See, I wasn’t too familiar with these little berries before I started loading them into my bucket at Fishkill Farms a few weeks ago. I merrily picked them from the bushes, sun warming my shoulders, me whistling away, and before you know it, I had just about half a bucket (currants on left, blueberries on right):
It wasn’t until I got back home that I realized half a bucket was half a bucket too many and these little guys were packing some serious potency. “Tart,” “sour”: these are words that don’t even begin to describe the power of the black currant. Nasty is more like it, even if you’re not Ms. Jackson (bah dum bum). That night, I was very tempted to throw my black currants in the garbage.
Instead, I made a type of “crisp,” figuring that sugar and butter would cut the nastiness. I put the currants in four ramekins. Then I took 4 tablespoons of sugar, about 1½ cups of plain flour, ½ cup of butter, ½ cup of brown sugar and ½ teaspoon of cinnamon, and combined all of it in a bowl. I sprinkled the mixture over the ramekins filled with currants, and then put them in the toaster oven for about 30 minutes at 350 degrees.

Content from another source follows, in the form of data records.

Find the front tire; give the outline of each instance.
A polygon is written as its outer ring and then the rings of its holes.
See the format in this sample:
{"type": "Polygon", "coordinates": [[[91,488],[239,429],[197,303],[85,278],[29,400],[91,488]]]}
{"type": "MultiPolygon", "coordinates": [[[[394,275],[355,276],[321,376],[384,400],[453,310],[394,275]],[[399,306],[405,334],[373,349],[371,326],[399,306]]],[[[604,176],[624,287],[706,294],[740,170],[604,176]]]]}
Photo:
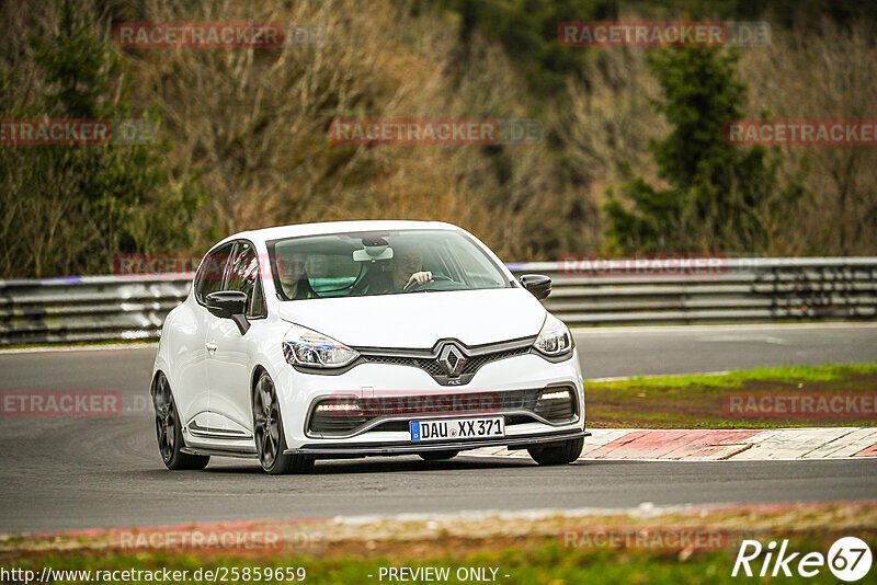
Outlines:
{"type": "Polygon", "coordinates": [[[171,386],[163,374],[156,377],[152,391],[152,406],[156,409],[156,437],[158,450],[164,466],[171,470],[193,469],[200,470],[210,462],[209,456],[189,455],[180,449],[183,445],[183,432],[180,425],[180,414],[173,401],[171,386]]]}
{"type": "Polygon", "coordinates": [[[281,406],[274,382],[262,371],[253,392],[253,429],[259,463],[265,473],[307,473],[314,469],[314,459],[304,455],[287,455],[283,432],[281,406]]]}
{"type": "Polygon", "coordinates": [[[527,452],[540,466],[566,466],[576,461],[584,448],[584,437],[545,447],[531,447],[527,452]]]}

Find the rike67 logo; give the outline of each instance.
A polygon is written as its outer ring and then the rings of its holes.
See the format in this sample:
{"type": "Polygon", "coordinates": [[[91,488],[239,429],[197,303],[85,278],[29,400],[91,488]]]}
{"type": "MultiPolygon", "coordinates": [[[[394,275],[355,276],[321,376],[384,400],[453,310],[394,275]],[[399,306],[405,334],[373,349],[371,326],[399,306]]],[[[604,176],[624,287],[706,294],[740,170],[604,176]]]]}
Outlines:
{"type": "Polygon", "coordinates": [[[820,552],[808,552],[801,557],[800,552],[788,552],[788,540],[779,544],[772,540],[766,547],[758,540],[743,540],[737,552],[731,576],[742,574],[748,577],[793,576],[797,572],[802,577],[815,577],[823,572],[825,565],[839,580],[846,582],[859,581],[868,574],[872,565],[872,552],[868,544],[856,537],[843,537],[834,541],[827,557],[820,552]],[[761,560],[762,552],[764,559],[761,560]],[[761,571],[759,571],[761,564],[761,571]],[[753,571],[754,567],[754,571],[753,571]]]}

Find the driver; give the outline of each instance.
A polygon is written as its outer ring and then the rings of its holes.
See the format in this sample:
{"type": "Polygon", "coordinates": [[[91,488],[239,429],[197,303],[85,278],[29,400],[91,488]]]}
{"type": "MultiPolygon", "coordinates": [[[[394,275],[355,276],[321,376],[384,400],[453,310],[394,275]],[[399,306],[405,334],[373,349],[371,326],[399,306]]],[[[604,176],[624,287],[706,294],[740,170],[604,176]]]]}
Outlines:
{"type": "Polygon", "coordinates": [[[317,296],[305,272],[305,255],[299,253],[285,256],[277,254],[277,276],[283,294],[289,300],[312,299],[317,296]]]}
{"type": "Polygon", "coordinates": [[[432,282],[432,273],[424,272],[423,254],[420,250],[403,250],[390,261],[392,289],[401,291],[417,283],[420,286],[432,282]]]}

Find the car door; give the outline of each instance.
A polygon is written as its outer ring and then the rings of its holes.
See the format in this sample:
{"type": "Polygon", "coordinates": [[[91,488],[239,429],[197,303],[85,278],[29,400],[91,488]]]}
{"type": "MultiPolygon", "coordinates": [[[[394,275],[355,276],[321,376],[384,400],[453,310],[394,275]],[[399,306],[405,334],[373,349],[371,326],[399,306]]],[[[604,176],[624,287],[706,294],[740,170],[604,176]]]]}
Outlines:
{"type": "Polygon", "coordinates": [[[207,329],[215,319],[204,305],[204,297],[221,290],[223,276],[231,244],[223,245],[204,256],[192,283],[194,302],[190,299],[173,322],[169,332],[173,340],[171,360],[174,376],[171,380],[181,423],[186,425],[198,414],[209,410],[207,385],[207,329]]]}
{"type": "Polygon", "coordinates": [[[253,244],[237,242],[226,271],[225,290],[239,290],[247,295],[250,329],[241,335],[234,321],[218,318],[213,318],[207,329],[206,344],[212,348],[207,359],[209,404],[216,418],[212,426],[226,438],[240,433],[249,437],[252,432],[250,376],[254,364],[250,347],[259,340],[266,317],[259,268],[259,255],[253,244]]]}

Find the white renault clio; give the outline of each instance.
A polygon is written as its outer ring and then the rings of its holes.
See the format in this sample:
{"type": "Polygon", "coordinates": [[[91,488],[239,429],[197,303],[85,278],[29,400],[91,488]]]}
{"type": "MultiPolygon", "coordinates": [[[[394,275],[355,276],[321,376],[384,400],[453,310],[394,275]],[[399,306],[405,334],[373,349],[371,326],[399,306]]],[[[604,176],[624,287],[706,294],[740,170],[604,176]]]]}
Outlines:
{"type": "Polygon", "coordinates": [[[164,322],[151,395],[170,469],[527,449],[574,461],[584,392],[567,326],[465,230],[345,221],[248,231],[202,261],[164,322]]]}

What’d I think of the finished product? Meh. It wasn’t bad, and the currants didn’t go to waste, but I think it could’ve used more sugar. Or a new recipe altogether. (…or less currants.) Too bad I hadn’t seen this article first. I could see the potential with pork belly.
Does anyone have a go-to, knock-your-socks-off, black currant recipe? I’d like to give it a try before I give up on currants altogether.
Fishkill Farms
9 Fishkill Farm Rd
Hopewell Junction, NY 12533
(845) 897-4377
Black currants are delicious in jelly and jam.